# Which statistical test use to analyze results from a metagenomic experiment? - (Aug/23/2013 )

Dear all,

I need to choose the correct statistical test to analyze (using SPSS) the results obtained in an experiment as I´m not sure about which would be the correct method. I would really appreciate if someone could give me any advice…

In this case, my variables are a number of different bacteria that have been identified and quanfied for each group in the experiment. In fact, due to the large number of the bacteria identified, I have divided the data in different databases, depending on the phylogenetic level of the detected bacteria.

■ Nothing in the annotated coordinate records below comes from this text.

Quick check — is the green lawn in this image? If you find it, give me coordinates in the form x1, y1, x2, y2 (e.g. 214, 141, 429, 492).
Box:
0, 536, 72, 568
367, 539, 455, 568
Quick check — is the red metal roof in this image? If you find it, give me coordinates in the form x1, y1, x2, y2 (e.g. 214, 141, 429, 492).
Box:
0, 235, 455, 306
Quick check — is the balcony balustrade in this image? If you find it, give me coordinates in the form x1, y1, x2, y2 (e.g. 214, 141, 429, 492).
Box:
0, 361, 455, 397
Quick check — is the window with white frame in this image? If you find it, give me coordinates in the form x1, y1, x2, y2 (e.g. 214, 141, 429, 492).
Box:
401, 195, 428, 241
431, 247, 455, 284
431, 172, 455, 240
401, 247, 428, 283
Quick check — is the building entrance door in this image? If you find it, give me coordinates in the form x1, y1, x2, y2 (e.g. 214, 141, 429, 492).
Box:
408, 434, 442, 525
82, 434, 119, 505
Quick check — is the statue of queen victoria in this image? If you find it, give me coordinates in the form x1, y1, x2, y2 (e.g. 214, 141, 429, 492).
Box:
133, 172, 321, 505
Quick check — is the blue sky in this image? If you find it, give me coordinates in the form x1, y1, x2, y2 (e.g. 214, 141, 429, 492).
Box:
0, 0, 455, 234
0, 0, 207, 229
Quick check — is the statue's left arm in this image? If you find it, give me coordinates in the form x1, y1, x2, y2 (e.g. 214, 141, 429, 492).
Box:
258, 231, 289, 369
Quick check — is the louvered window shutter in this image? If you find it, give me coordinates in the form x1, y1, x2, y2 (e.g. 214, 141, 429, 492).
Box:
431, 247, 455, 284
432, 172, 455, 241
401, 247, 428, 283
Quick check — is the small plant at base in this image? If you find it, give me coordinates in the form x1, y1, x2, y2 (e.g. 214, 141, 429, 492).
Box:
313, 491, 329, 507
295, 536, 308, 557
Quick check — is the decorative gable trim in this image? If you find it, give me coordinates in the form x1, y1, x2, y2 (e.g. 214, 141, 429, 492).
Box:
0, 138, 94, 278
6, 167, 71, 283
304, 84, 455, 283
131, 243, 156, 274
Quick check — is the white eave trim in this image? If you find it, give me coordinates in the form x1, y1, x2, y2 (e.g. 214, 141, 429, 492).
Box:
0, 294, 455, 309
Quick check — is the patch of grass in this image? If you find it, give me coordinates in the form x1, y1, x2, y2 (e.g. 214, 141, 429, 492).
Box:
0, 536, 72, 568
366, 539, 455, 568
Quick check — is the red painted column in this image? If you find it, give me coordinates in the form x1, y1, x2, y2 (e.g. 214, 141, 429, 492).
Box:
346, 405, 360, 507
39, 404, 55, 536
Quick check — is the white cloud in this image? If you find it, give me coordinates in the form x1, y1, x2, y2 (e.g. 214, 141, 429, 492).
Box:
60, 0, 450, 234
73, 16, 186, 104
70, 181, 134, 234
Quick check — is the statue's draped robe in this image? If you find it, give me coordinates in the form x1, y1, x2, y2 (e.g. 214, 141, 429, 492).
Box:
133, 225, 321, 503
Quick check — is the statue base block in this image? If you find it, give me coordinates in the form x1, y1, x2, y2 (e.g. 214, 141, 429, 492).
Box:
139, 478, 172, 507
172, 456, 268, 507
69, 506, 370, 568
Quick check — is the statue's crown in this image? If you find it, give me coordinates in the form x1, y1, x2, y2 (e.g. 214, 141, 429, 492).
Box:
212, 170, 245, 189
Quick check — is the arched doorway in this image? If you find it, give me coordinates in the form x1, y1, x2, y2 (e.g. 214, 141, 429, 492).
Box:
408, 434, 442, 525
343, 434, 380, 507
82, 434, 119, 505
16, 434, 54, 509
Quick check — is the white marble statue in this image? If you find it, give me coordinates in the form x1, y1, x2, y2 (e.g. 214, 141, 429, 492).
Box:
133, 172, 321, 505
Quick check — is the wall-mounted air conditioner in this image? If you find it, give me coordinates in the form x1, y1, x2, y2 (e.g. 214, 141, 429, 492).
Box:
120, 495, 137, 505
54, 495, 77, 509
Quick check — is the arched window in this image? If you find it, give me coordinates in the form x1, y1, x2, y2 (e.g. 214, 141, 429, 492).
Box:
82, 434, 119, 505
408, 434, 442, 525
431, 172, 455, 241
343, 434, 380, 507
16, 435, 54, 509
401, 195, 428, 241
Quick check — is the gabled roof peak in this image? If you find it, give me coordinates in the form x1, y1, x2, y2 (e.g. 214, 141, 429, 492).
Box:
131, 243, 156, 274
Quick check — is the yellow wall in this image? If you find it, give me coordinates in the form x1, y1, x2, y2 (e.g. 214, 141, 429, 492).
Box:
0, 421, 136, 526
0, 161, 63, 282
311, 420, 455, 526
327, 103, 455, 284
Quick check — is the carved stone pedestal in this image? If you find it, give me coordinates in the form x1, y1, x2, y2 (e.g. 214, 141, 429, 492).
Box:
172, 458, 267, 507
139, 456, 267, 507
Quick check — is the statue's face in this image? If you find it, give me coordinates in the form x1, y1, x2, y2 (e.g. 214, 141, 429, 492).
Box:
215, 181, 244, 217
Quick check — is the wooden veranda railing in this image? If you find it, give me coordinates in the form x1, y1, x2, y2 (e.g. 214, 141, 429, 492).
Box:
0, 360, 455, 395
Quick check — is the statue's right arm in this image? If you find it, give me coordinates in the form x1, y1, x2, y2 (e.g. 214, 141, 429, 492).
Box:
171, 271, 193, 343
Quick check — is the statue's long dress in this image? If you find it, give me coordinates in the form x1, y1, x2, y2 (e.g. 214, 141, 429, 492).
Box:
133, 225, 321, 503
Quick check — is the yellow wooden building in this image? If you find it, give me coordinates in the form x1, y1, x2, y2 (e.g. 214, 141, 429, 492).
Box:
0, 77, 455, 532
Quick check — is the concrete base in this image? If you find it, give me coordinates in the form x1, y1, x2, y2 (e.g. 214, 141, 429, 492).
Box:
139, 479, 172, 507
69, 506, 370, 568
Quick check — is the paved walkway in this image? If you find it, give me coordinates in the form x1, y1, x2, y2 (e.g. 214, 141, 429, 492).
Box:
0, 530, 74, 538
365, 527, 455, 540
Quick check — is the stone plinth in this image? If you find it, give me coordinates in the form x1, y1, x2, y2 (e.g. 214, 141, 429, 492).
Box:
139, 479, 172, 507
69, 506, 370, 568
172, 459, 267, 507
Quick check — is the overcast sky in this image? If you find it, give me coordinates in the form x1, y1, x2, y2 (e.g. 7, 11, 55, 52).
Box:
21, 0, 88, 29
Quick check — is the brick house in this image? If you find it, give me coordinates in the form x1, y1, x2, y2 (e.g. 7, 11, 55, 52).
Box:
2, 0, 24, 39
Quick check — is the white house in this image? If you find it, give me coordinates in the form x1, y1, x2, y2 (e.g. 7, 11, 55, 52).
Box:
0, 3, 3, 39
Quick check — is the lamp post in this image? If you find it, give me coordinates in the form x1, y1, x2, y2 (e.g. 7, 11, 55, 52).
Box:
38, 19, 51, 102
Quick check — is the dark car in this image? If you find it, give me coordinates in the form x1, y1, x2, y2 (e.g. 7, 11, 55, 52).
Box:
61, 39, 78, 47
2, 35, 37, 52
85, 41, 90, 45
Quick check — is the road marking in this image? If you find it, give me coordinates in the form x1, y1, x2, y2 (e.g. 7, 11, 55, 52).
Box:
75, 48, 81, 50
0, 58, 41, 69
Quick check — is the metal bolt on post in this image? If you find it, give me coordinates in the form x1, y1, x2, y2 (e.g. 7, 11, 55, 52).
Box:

On the other hand, there were a control group (from which samples were taken at the beginning and at the end of study) and 3 treated groups (with samples taken at the end of treatment). This would be the outline of the experiment. (please find attach)

As observed, the arrows show the comparisons that I´m interested in doing, in the control group (results obtained from the same animals at different time points, at the beginning and at the end of the study) my sample size was of n=5 and in the other groups, the samples size of n=6 (total n=28). Could anyone give me any advice please?

Thank you very much in advance for any help given,

There are a number of ways this could be analysed and you may face criticism for not having the analysis decided upon before commencing the trial.

I would split the formal analysis into two separate tests: First a simple t-test between your two control time points comparing number of species found. Second a 2-way anova dividing your 4 final results of numbers of species (you have two treatments arranged 00, 01, 10, 11).

Then I would do some ‘informal’ or explorative analysis with multivariate clustering on your quantities of each type of bacteria. Basically having a play with the SPSS options to see what might pop out. It is important to call this hypothesis forming to keep it distinct from the hypothesis testing above.

Have fun

Thank you very much for the answer, but a question comes now to my mind. Is it right to do the 2-way ANOVA (one by one this type of comparison) when you have a large number of bacteria (a large number of variables, like a 100)?

Thanks a lot, really appreciate your help

I was thinking about pooling the counts or using the number of species rather than an anova for each species. I suspect that you are going to need multivariate analysis (possibly manova) to encompass all the species.

I see... so if I perform a manova, all my bacteria would be my dependent variables, and my fix factor would be my experimental groups, is that right?

Thanks a lot for your help

I see... so if I perform a manova, all my bacteria would be my dependent variables, and my fix factor would be my experimental groups, is that right?

Thanks a lot for your help

Yes

I envisage that a lot of your bacteria are either not present or very bountiful in a sample (zero inflated) so you may need expert help to make sure that this doesn't invalidate the analysis.

Another possibility that may be worth considering is to pool the bacteria into related groups so that you only have a few anova's to deal with.